Préserver son bien-être au quotidien en tant qu’intérimaire : les bonnes pratiques à adopter


Préserver son bien-être au quotidien en tant qu'intérimaire passe invariablement par une attention particulière à sa santé mentale, souligne Dounia Techec. Elle met en garde contre les signes de détresse psychologique tels que la tristesse persistante, la perte d'estime de soi ou des changements notables dans les habitudes alimentaires : « À partir du moment où on se sent triste, morose toute la journée pendant plusieurs jours ou semaines, que cela a un impact sur l’appétit et donc sur votre poids, une attention particulière doit être portée à la santé mentale ».


Pour obtenir de l'aide, Dounia recommande de se tourner vers ses proches, ou diverses ressources accessibles aux intérimaires, notamment les centres médico-psychologiques (CMP), les psychologues, les CCAS, la sophrologie, ou encore une simple discussion avec son médecin traitant ou une assistante sociale. Elle insiste sur l'importance d'intégrer ces ressources dans les documents d’intégration des structures d’accueil et de rendre les numéros d'urgence facilement accessibles : « Les numéros nationaux, comme le 3114, doivent faire partie de tout livret d’accueil. »


Dounia insiste sur l'importance de reconnaître ces signaux d'alarme et de chercher de l'aide dès qu'ils se manifestent. « Dès que les symptômes sortent de l’ordinaire et qu'ils semblent durer, ce sont les signes que ça ne va pas, et qu’il faut être pris en charge. » Selon l’experte, la santé mentale est tout aussi importante que la santé physique, et il faut donc traiter la dépression ou l'anxiété chronique avec la même attention que toute autre condition médicale : « C’est aussi important qu’une jambe cassée. »

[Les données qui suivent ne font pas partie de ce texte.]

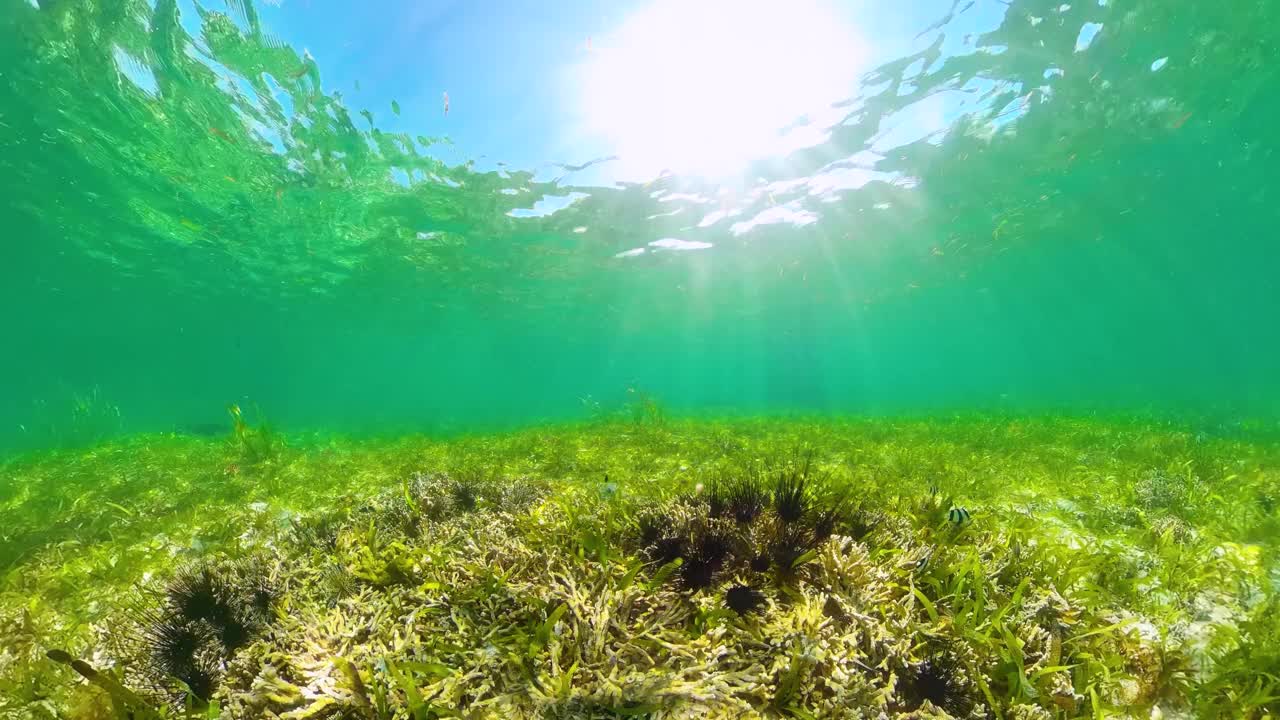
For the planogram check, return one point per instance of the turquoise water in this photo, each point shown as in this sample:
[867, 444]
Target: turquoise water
[1025, 213]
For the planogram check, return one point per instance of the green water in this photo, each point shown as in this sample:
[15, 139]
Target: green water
[983, 424]
[1100, 237]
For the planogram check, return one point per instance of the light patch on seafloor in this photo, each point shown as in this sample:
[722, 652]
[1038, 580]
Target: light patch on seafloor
[782, 214]
[1088, 31]
[548, 205]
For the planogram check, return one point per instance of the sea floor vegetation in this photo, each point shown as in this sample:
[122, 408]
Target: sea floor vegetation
[648, 568]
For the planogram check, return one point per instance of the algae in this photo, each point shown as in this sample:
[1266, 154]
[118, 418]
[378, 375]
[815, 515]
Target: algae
[644, 569]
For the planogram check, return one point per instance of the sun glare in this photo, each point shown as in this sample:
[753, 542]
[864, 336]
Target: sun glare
[705, 86]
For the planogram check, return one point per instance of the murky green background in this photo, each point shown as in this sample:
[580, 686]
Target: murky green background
[1089, 233]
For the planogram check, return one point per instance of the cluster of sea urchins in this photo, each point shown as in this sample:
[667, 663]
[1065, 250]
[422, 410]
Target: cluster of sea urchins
[205, 614]
[746, 527]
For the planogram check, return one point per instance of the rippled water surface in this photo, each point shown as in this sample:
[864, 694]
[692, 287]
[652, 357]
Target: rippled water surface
[467, 218]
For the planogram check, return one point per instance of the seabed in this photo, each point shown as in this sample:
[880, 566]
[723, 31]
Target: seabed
[649, 568]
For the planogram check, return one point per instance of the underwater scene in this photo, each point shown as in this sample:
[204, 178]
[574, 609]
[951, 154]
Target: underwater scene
[668, 359]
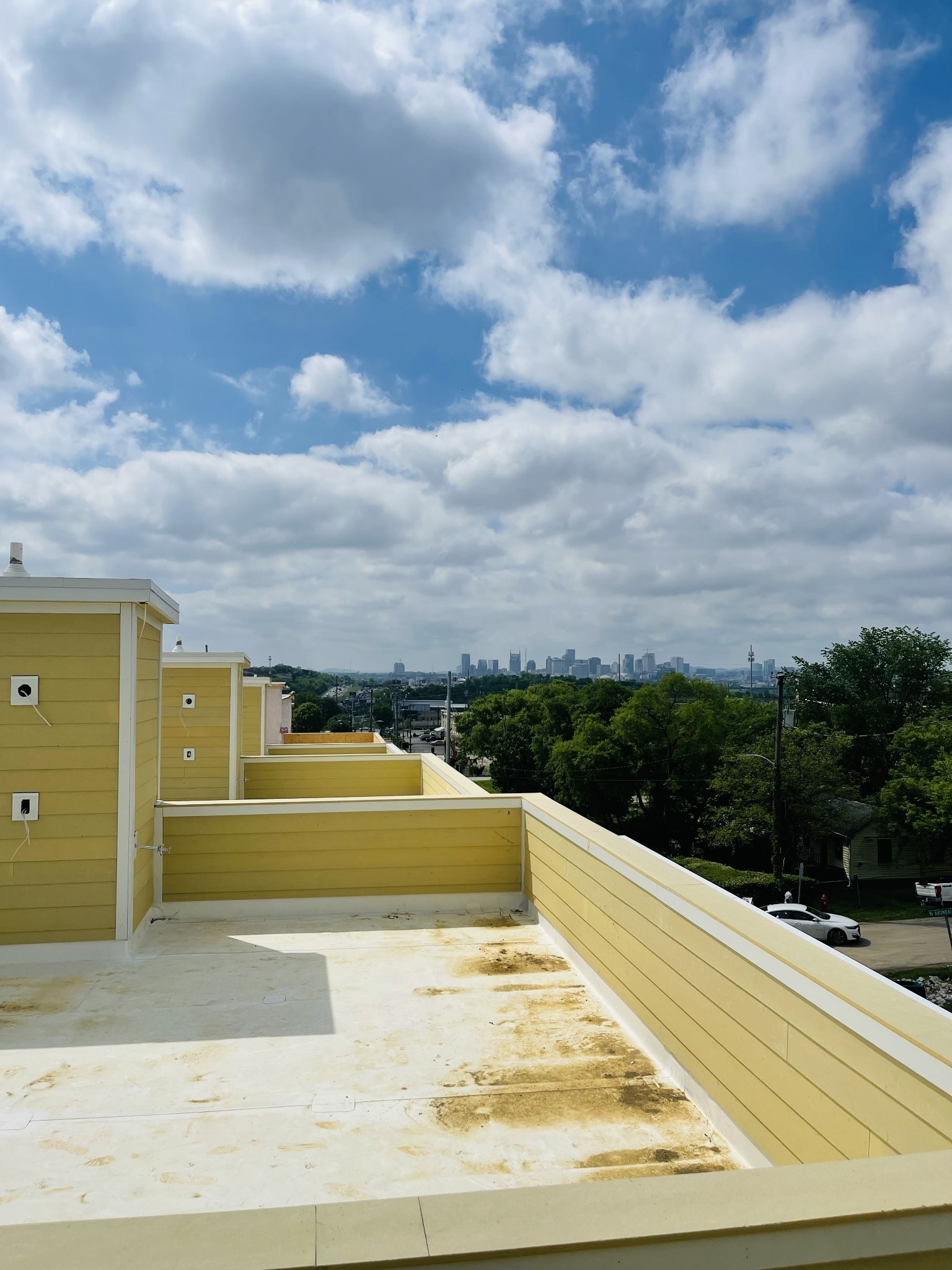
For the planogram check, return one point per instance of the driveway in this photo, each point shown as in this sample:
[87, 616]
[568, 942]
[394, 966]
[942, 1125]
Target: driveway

Et au quotidien ? « Les techniques de respiration, la méditation ou tout simplement une activité physique peuvent aider à réduire les moments de stress chez les travailleurs », conseille la psychologue du travail. Le bien-être passe aussi par les petites attentions quotidiennes envers soi !


Voilà autant de bonnes pratiques que les intérimaires peuvent mettre en place et demander afin de mieux préserver leur bien-être et d’accéder aux soutiens nécessaires en cas de besoin.